And I know that it's way too early to make any kind of reliable prognostication about Indiana's governor race in 2016, but if — and it's a big if — Punchline Mike Pence faces off against the criminally mistreated and unjustly maligned Superintendent of Schools Glenda Ritz, my gut instinct is that Pence will win, and Indiana will have to deal with another round of national ridicule on election night. No matter how hard she tries, no matter how qualified she is, no matter how savvy a campaigner she turns out to be, Ritz will always be fighting the perception that she's a victim, and in the long run, Hoosiers will prefer the punch line over the victim. It's manifestly unfair and more than a little cruel, but Ritz ultimately will be saddled with too much baggage to sustain a winning campaign. To tell her side of the story will just require too much time and too much public education and Hoosiers simply won't sit still for it.

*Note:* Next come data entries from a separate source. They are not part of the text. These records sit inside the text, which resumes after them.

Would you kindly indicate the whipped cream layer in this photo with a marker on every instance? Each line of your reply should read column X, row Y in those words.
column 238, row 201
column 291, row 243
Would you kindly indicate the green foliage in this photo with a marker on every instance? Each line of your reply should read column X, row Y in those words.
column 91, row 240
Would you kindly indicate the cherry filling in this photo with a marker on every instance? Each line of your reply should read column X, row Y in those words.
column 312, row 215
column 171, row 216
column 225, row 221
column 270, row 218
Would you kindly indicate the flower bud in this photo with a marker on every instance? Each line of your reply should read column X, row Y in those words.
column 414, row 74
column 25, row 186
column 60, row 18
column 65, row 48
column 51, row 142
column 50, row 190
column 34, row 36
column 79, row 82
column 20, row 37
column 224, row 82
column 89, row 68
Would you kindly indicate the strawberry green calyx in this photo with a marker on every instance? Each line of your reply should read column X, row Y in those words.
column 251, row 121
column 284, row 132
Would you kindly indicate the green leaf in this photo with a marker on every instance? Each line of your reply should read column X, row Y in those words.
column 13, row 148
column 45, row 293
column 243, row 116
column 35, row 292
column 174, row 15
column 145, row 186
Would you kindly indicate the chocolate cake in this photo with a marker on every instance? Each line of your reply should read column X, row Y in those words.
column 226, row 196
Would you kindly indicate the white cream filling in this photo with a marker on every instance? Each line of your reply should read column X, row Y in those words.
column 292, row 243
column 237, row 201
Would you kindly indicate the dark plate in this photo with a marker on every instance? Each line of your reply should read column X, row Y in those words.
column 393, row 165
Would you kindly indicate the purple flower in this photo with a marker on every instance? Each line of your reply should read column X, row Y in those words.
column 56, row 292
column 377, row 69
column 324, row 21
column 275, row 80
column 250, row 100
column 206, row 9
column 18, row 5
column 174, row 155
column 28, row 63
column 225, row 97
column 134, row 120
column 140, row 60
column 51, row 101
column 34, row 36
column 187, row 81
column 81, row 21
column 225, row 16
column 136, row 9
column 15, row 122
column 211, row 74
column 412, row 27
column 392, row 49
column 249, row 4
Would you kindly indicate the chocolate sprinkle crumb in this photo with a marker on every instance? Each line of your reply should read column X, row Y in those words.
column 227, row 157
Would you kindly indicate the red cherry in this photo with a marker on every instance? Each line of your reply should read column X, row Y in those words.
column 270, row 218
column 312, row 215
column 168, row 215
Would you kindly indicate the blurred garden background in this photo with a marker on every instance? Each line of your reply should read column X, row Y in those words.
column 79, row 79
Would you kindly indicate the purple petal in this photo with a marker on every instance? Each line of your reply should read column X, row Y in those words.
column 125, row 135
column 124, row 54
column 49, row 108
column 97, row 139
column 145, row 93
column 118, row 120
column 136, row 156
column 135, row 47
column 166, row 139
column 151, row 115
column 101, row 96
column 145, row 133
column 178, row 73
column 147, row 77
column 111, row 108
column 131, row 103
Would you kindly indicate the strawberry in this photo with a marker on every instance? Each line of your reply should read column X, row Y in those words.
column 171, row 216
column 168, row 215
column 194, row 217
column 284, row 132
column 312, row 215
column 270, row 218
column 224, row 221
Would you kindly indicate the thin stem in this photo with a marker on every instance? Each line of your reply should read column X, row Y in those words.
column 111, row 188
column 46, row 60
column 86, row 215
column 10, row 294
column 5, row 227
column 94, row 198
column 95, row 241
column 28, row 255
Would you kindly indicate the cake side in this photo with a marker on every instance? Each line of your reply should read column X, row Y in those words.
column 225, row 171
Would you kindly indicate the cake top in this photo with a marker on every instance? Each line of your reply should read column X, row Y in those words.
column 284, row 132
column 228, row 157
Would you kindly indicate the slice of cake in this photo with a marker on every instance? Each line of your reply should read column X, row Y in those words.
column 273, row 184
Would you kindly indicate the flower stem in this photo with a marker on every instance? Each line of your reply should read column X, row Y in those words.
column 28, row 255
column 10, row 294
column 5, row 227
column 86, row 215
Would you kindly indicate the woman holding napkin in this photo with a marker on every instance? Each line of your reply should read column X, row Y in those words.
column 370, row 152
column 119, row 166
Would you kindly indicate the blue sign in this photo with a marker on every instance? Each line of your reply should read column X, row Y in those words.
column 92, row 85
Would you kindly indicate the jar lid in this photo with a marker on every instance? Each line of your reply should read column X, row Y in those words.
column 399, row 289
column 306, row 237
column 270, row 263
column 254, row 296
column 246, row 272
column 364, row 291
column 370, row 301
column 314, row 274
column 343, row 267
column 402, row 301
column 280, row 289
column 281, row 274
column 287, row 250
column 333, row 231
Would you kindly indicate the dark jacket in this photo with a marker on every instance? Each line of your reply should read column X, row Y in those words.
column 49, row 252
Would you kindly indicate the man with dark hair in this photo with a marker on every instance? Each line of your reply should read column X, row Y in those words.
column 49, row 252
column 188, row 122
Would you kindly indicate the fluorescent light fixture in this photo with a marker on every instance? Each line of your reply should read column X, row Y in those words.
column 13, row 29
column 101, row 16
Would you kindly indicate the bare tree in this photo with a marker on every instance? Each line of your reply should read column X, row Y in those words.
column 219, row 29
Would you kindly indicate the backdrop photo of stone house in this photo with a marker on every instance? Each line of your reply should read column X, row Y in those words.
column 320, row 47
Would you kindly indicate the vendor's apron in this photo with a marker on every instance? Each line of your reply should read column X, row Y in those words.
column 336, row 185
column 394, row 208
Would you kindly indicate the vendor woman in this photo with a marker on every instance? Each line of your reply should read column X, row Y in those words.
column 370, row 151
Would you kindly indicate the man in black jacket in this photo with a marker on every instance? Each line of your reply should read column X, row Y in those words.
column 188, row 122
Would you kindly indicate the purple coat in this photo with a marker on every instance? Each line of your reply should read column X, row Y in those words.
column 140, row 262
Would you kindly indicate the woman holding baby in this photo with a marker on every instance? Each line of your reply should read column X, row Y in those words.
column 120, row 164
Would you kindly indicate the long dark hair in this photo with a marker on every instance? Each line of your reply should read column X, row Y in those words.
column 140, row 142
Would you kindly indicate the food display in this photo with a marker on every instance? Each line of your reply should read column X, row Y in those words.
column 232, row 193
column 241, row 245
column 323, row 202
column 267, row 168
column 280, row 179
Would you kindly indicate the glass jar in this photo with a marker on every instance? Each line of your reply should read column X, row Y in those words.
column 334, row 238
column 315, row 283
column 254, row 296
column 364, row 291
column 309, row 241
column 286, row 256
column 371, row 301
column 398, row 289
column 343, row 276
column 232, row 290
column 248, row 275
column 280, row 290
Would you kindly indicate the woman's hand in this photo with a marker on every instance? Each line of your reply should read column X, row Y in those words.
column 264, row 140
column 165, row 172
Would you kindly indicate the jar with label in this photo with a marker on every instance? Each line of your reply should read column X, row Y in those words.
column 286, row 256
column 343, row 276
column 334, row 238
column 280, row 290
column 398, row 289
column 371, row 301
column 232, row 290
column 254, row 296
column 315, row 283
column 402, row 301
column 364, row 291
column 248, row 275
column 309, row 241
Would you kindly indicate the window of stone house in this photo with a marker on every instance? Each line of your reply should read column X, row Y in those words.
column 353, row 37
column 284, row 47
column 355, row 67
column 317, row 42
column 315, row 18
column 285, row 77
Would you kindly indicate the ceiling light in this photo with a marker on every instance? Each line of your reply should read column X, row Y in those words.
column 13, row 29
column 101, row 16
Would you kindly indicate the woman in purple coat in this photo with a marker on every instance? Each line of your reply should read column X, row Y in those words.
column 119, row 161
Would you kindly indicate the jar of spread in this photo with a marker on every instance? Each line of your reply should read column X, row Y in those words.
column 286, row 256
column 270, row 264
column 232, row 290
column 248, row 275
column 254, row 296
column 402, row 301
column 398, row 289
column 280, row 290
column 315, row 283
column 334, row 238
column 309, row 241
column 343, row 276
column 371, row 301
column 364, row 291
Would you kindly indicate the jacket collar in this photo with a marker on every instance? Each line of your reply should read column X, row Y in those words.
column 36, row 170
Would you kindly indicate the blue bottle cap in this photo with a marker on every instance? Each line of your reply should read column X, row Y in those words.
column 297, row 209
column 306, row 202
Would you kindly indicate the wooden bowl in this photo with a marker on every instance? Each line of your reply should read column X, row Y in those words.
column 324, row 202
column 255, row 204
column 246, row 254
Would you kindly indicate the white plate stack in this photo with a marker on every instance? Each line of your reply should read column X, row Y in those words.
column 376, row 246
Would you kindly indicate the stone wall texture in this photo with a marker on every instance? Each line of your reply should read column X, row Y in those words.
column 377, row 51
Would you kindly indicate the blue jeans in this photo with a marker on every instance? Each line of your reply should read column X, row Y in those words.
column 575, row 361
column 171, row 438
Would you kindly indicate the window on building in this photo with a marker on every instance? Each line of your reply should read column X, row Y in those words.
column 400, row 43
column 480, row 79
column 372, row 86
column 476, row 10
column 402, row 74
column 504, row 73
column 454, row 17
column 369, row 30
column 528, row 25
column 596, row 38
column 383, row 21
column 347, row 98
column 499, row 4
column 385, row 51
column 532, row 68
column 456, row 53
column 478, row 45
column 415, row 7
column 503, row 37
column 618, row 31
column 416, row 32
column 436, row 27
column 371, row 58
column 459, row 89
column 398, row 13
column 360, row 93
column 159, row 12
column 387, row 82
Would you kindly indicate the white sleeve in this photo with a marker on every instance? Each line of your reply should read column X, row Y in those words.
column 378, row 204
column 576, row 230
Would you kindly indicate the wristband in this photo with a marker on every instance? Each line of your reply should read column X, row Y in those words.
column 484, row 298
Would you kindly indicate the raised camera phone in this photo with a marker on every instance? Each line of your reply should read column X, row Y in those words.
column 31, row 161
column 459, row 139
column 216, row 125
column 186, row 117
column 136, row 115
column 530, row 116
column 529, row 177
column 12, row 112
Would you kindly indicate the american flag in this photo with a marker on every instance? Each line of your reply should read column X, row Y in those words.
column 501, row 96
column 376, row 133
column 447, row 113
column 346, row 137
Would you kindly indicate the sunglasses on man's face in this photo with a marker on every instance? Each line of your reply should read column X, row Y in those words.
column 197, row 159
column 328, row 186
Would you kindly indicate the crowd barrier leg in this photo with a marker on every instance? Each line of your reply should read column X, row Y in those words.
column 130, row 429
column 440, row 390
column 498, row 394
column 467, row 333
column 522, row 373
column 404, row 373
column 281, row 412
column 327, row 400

Again, it's not what I want and I hope I'm wrong, but I'm afraid the second national story in 2016, after the Presidential race results are in, will begin with "And in Indiana . . . " And Hoosier citizens will again get besieged by phone calls from out-of-state friends saying, "What is going on there??!?" and the grimacing and sad shaking-of-the-head will begin again.

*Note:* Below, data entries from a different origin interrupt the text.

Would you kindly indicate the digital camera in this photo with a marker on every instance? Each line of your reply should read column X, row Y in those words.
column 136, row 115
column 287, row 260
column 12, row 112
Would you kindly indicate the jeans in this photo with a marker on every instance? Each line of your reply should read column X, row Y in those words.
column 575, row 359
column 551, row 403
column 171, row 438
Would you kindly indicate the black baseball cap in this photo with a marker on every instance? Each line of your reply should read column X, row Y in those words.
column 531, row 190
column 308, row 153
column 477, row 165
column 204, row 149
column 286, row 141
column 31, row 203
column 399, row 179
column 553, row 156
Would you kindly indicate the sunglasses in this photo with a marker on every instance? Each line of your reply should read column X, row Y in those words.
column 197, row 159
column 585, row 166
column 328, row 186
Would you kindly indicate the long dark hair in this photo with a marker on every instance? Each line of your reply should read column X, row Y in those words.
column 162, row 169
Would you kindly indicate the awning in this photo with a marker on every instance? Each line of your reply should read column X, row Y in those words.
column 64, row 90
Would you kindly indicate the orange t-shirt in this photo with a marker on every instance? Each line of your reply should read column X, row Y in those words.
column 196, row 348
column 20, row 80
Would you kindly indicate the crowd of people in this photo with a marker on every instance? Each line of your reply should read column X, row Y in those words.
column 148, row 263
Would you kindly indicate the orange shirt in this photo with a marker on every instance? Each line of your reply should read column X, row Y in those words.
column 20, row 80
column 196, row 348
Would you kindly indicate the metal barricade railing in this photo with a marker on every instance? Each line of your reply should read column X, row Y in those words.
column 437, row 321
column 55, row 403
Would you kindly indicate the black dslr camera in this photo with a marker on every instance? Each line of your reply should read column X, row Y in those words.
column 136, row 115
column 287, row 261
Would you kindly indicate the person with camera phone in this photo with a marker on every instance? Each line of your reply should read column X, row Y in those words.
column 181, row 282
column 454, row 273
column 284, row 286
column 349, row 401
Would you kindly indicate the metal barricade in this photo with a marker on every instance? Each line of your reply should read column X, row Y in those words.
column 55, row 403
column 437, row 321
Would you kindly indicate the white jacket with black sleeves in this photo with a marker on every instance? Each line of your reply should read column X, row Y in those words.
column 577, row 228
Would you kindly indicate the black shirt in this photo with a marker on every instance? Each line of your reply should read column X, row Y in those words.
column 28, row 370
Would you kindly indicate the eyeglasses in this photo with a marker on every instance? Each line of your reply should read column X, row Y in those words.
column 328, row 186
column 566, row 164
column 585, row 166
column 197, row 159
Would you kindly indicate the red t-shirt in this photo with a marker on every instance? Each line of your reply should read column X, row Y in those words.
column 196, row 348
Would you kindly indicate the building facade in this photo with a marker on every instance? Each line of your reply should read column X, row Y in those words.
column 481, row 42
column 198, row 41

Anyway, in looking back at Indiana's own peculiar version of "March Madness," there's one aspect of the story that I think got under-reported, and it's an aspect that makes me feel a bit of grudging sympathy for Mike Pence. After the initial outrage, after the disastrous TV appearance, after the attempted appeasement, you could just see in Pence's body language and on his face, at every turn, an overwhelming bewilderment. The look was unmistakable: My God, What has happened to the world I know? As entertaining as it was to watch Pence nearly herniate himself in back pedaling away from the mess he created, it was almost painful to see him look so confused, so nakedly vulnerable. The world had changed, completely, overnight, irrevocably, and he had absolutely no clue about the new landscape.
The sudden acceptance of gay marriage in the United States is so surprising to me that I wonder if there's any modern equivalent. Just a year ago I wrote about the inevitability of gay marriage, but even then I didn't image how much momentum the cause would continue to gain, especially here, in Indiana, in so short a time. I know it's a long way from becoming national law, but the general acceptance of the idea is something I didn't expect to see for a number of years. It's like that analogy that Malcolm Gladwell used in his book "The Tipping Point" about moments of critical mass — just when you're wondering if it's going to snow, it's raining hard and about 35 degrees, suddenly the temperature drops four degrees and you've got a blizzard. All at once.

So while I got a healthy and pleasant rush of schaudenfreude in watching the governor squirm and get exactly what he deserved in his RFRA nightmare, I also felt a contrary bit of empathy for the old guy. No matter how rancid I find him politically, I understand completely how it feels to suddenly find the world to be an incomprehensible place. Getting old will do that to you; everything seems to move about 10 steps faster than your capacity to process the changes.

I'm sure Pence thought that the governor gig in Indiana was going to be a piece of cake. He probably thought, Hell, I'm a Republican, a career politician, this will be easy; he probably thought that his 30 years as a public servant meant that he was entitled to some special retirement award, like a gold watch, but instead of a gold watch he was given the governorship. So easy: get elected to your first term in a landslide, make a few family value speeches, rack up the approval ratings, get some traction from the National Party and maybe attract some flattering (though unrealistic) VP talk from a party desperate for a gray-haired, Midwestern, mortician-looking candidate, win a second term, do nothing, retire. And when his term comes to an end his supporters will lionize him by saying he "stuck to his guns."' Indiana.

But all that's gone now. Thanks to a brutal week in March, Pence is in for a rough re-election, though, again, I think the old guy will probably pull it off and become the lamest lame duck in the state's history. The world will take note for a few, brief, ridiculing seconds and then move on. The brave new world, the locomoting world, the world that's oblivious to the bewilderment of those stuck in its distant past.